Ananda Sukarlan, Komponis dan Pianis:
Puisi ini sangat menyentuh karena mengeksploitasi tema yang berat (trauma, perang, iman) dengan perjalanan emosinya yang kuat: dari kegelapan mimpi dan realitas perang menuju harapan cahaya ketenangan rohani.
“Yang paling menonjok untuk saya sebagai komponis/musisi adalah kontras antara mimpi buruk yang mengerikan dengan ketenangan akhir yang ‘tak tergoyahkan’. Ini mencerminkan pengalaman spiritual banyak orang di tengah krisis, bahwa ketakutan tetap ada, tapi iman mencegah untuk putus asa,” ujar Komponis dan Pianis Ananda Sukarlan di Jakarta, kemarin
Menurutnya, dari segi konstruksi, ini sangat simfonik, karena puisi ini berhasil menciptakan suasana gelap, cemas, dan tegang di awal, lalu bergerak secara perlahan menuju harapan akan ketenangan spiritual.
Perpindahan emosi dari ketakutan → kekhawatiran → keputusasaan → penerimaan dan ketenangan ini cukup jelas terasa.

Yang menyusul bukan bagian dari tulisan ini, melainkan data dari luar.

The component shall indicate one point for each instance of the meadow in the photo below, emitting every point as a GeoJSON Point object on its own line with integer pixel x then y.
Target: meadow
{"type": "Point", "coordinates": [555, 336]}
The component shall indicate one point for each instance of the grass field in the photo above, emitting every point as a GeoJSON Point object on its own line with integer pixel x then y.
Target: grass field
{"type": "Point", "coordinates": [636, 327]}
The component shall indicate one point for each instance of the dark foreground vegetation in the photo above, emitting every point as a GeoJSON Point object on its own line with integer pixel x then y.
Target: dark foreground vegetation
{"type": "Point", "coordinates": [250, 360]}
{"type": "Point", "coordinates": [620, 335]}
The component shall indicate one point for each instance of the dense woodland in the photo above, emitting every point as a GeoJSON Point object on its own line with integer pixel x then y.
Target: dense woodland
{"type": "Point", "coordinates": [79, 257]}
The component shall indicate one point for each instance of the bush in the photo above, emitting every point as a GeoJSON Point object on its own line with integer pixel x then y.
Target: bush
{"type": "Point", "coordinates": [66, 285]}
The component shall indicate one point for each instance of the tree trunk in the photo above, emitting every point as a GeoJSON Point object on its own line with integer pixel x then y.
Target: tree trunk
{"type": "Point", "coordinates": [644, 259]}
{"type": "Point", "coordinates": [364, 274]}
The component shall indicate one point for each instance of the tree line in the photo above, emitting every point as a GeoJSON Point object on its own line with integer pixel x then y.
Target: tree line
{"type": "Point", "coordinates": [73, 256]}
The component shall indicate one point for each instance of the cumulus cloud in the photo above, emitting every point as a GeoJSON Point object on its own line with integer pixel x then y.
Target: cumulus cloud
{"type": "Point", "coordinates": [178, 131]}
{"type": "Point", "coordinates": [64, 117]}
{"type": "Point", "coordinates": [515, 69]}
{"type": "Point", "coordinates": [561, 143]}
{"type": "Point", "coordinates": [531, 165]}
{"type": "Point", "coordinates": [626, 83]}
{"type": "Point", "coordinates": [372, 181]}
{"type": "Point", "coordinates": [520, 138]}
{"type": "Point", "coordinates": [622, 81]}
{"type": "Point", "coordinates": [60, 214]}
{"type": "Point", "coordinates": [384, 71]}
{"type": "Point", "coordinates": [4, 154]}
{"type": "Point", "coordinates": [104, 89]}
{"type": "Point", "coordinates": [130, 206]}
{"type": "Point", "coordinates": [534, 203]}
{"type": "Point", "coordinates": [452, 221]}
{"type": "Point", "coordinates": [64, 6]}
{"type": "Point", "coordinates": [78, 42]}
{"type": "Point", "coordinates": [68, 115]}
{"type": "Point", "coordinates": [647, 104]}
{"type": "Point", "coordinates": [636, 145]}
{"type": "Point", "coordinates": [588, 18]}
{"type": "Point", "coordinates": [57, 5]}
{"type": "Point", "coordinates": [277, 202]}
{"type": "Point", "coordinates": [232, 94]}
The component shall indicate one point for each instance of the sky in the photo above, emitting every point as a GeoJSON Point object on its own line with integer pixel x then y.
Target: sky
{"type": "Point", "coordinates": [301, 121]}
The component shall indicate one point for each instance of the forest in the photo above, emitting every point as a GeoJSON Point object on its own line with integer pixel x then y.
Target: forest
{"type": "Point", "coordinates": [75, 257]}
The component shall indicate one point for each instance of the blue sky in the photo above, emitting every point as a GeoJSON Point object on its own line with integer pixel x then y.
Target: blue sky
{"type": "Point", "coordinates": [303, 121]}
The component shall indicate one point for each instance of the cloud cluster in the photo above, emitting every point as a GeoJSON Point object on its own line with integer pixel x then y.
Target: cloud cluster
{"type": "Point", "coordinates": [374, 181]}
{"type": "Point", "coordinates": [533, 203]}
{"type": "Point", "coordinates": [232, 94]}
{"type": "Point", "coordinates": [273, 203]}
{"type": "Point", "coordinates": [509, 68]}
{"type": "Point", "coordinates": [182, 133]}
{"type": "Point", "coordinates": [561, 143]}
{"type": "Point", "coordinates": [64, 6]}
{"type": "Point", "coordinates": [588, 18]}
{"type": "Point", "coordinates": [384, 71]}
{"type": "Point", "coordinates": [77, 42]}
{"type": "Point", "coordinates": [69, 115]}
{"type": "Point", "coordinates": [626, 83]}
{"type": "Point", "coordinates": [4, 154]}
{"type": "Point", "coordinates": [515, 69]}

“Ini salah satu kekuatannya, yang bisa saya bandingkan dengan Simfoni No. 2 Jean Sibelius atau Simfoni No. 3 Alexander Scriabin yang ‘dipadatkan’. Selain itu puisi ini mendokumentasikan situasi perang Donald Trump yang tega membunuh ribuan (mungkin akan menjadi jutaan) orang dan mengacaukan dunia hanya demi mengalihkan isu dokumen dan barang bukti Jeffrey Epstein,” ucapnya.
“Saat ini saya harusnya sedang di Spanyol untuk memberi masterclasses sejak awal bulan ini. Sudah beli tiket naik Qatar Airways sebelum perang, tapi kemudian penerbangan dibatalkan. Untung tiket bisa dijadwalkan ulang, dan semoga bulan depan Qatar sudah mulai terbang,” pungkasnya.